Il s'arrêta quelques instants avant de reprendre :

— Je sais qu'il n'y a pas de preuves d'agression sexuelle mais admettez que l'hypothèse d'une liaison entre Greg et Michelle est difficile à avaler. Surtout quand personne, à part ces deux-là, n'était au courant de cette soi-disant relation. Ça n'a pas de sens : si Michelle sortait réellement avec Gregory Dawson, elle se serait confiée – à sa mère, à sa meilleure amie … je ne sais pas, quelqu'un. Ou alors on les aurait surpris ensemble. Ce n'est pas possible autrement, conclut-il.

Ni l'un ni l'autre ne parlèrent pendant quelques minutes, comme pour prendre conscience de la difficulté de la tâche qui les attendaient.

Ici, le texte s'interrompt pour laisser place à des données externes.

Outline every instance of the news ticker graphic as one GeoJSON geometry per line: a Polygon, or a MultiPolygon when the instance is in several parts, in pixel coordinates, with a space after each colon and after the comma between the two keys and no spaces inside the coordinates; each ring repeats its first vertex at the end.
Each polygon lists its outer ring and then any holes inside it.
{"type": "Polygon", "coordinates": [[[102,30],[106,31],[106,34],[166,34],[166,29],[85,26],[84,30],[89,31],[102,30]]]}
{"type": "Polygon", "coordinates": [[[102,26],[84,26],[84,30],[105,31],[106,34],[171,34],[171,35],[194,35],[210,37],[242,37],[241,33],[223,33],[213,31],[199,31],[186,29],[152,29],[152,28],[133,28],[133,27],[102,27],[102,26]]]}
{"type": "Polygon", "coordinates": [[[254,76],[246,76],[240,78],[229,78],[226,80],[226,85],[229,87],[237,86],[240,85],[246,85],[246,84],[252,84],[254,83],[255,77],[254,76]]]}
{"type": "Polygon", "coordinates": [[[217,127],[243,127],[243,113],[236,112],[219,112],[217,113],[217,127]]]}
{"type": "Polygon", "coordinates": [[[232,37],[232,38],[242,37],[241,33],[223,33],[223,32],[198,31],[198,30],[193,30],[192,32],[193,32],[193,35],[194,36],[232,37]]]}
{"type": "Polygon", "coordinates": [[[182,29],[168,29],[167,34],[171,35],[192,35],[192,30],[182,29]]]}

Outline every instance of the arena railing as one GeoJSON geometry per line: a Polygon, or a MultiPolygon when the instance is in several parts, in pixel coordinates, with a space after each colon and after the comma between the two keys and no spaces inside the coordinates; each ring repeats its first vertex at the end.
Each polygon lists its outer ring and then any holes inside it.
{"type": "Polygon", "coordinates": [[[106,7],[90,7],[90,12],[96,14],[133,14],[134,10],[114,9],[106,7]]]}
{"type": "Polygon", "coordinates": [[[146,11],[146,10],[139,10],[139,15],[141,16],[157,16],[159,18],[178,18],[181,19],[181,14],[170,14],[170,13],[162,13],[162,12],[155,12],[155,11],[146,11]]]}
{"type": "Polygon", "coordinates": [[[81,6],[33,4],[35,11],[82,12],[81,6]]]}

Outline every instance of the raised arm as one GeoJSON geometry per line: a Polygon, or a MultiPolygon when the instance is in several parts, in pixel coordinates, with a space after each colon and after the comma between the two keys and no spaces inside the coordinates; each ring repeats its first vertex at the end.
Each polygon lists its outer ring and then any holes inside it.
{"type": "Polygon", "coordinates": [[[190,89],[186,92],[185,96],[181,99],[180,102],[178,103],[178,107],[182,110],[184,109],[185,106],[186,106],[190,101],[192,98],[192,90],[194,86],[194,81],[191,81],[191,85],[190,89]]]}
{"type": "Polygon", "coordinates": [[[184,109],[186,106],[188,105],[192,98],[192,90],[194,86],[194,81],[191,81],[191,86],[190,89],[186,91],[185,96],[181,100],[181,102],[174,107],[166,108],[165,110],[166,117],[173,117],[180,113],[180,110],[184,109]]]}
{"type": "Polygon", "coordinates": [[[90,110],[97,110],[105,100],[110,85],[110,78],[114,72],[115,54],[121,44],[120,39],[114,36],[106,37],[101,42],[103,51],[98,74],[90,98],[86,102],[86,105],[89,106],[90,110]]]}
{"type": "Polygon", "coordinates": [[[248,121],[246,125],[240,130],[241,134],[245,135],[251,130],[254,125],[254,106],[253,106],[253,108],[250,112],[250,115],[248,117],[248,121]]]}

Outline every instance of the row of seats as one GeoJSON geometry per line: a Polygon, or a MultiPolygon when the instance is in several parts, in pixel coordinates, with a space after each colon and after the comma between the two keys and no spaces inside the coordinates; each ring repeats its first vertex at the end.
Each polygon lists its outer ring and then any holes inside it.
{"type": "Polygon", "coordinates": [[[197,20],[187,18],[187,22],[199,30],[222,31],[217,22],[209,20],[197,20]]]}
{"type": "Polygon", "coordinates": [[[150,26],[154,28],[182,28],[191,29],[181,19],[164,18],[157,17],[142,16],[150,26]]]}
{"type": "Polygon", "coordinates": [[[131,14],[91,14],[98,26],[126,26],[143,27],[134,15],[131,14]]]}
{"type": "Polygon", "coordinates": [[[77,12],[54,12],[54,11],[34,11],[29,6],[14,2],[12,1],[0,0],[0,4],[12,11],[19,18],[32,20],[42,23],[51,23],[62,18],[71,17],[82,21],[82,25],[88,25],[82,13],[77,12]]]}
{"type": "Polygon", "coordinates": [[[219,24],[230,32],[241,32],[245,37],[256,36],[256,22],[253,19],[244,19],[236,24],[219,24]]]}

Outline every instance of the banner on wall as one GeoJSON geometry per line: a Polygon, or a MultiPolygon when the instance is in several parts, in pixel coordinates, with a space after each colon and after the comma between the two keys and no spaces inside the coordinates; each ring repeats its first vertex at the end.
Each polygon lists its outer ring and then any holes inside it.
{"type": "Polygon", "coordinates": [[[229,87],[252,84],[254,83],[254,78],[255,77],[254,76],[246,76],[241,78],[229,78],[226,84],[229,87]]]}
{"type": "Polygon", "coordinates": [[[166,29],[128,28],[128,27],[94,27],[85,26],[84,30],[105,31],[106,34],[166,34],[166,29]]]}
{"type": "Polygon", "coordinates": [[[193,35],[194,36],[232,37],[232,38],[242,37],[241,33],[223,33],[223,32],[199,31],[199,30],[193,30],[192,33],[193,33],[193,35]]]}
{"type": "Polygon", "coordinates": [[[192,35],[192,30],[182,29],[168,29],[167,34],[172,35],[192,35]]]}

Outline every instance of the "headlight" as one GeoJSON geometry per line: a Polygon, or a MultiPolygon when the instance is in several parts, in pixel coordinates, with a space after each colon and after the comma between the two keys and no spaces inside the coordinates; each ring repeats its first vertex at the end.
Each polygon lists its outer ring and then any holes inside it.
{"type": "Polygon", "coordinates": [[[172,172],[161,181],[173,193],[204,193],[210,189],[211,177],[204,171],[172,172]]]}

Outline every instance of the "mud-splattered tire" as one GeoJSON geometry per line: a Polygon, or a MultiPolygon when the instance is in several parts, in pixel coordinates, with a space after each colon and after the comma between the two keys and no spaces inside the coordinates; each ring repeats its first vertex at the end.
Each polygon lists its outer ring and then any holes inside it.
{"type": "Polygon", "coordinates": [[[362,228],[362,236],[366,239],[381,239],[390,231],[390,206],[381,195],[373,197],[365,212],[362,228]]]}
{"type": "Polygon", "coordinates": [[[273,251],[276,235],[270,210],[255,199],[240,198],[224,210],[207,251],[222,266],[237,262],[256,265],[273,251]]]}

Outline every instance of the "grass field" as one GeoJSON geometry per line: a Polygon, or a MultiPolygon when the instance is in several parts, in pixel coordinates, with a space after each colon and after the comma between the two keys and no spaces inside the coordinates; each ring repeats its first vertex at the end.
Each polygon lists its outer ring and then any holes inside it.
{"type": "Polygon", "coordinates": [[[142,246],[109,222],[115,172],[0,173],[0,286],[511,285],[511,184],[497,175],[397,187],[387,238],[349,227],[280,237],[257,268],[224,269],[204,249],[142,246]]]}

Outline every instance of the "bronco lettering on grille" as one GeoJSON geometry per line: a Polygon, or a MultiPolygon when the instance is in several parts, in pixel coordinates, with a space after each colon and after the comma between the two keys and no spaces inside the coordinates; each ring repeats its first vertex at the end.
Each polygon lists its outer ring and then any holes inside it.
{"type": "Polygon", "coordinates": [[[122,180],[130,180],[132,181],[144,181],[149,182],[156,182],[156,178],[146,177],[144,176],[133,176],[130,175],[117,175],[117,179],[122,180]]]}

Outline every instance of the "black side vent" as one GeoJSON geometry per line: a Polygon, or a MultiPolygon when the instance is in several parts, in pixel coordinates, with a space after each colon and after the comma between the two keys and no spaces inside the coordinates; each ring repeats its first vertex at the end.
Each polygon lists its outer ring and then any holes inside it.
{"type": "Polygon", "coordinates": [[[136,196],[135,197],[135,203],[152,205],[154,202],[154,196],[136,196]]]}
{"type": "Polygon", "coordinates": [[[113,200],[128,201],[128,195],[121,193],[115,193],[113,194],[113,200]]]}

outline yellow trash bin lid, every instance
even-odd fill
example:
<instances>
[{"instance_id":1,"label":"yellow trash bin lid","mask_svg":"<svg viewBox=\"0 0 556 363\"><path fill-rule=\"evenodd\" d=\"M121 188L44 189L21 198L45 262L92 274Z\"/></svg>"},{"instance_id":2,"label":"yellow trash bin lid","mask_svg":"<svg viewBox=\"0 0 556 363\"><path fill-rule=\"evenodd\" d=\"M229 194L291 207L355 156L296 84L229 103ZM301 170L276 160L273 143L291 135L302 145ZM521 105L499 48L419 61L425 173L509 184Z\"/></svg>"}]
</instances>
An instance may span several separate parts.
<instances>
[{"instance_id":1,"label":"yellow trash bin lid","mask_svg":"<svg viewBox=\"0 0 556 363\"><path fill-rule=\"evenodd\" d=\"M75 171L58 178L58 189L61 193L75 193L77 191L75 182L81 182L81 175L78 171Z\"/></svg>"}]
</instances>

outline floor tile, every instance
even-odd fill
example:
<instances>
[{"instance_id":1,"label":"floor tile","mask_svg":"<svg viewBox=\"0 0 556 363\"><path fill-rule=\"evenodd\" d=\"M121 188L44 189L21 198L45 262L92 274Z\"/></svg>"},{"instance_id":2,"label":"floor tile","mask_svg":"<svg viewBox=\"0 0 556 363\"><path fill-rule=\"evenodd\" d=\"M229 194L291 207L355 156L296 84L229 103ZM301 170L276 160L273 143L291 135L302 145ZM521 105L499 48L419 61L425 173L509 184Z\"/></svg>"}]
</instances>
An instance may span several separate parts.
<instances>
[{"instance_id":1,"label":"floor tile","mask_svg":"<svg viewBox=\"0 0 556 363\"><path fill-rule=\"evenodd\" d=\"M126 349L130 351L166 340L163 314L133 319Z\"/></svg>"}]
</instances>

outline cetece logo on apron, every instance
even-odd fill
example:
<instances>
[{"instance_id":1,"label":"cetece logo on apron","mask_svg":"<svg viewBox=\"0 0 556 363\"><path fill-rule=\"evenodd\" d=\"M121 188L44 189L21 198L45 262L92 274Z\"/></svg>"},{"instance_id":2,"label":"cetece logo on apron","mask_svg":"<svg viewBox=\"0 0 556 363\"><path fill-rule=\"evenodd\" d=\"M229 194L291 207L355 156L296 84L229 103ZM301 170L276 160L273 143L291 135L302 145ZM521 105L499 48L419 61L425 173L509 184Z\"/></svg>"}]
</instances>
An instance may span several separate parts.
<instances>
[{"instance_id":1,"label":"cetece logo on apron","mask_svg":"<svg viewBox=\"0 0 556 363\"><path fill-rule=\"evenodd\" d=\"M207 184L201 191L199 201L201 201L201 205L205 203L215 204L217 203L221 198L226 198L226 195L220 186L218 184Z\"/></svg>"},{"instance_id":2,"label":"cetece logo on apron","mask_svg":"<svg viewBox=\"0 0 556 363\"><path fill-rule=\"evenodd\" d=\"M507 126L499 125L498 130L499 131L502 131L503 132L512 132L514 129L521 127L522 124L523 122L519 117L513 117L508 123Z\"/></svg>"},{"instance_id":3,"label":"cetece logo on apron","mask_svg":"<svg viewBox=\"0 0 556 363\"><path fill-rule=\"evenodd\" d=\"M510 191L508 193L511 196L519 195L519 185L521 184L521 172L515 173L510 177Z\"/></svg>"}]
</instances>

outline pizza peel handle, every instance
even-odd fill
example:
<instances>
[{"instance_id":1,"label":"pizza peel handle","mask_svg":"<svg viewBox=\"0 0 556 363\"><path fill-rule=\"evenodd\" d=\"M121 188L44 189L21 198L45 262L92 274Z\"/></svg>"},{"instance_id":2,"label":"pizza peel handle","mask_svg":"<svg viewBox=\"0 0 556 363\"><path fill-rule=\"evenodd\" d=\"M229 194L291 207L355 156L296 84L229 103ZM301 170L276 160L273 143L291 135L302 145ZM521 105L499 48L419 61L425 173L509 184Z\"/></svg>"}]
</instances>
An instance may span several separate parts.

— Vous avez raison, finit par déclarer l'inspecteur Becker.

— A propos des deux étudiants ?

— Non, ça, seul le temps nous le dira. Je pensais plutôt à ce que vous venez de dire sur la liaison qu’auraient entretenue Michelle et Gregory. Si cette histoire est vraie, quelqu'un devait être au courant. Sur le campus de Sullivan Lawrence ou ici, à Charlestown. Comme Matt acquiesçait, il continua d'une voix plus déterminée encore. Je pensais me rendre à la fac, poser quelques questions.

— C'est une bonne idée, approuva l'avocat. Et j'en ai une autre. Peut-être pourriez-vous demander à certains de vos hommes d'aller à la pêche aux infos. Il y a pas mal de gens qui traînent près du pont. Des sans-abris et des prostituées surtout. Ils auront peut-être vu quelque chose.

— Comme quoi ? Fitzgerald et Dawson en train de se débarrasser du corps ?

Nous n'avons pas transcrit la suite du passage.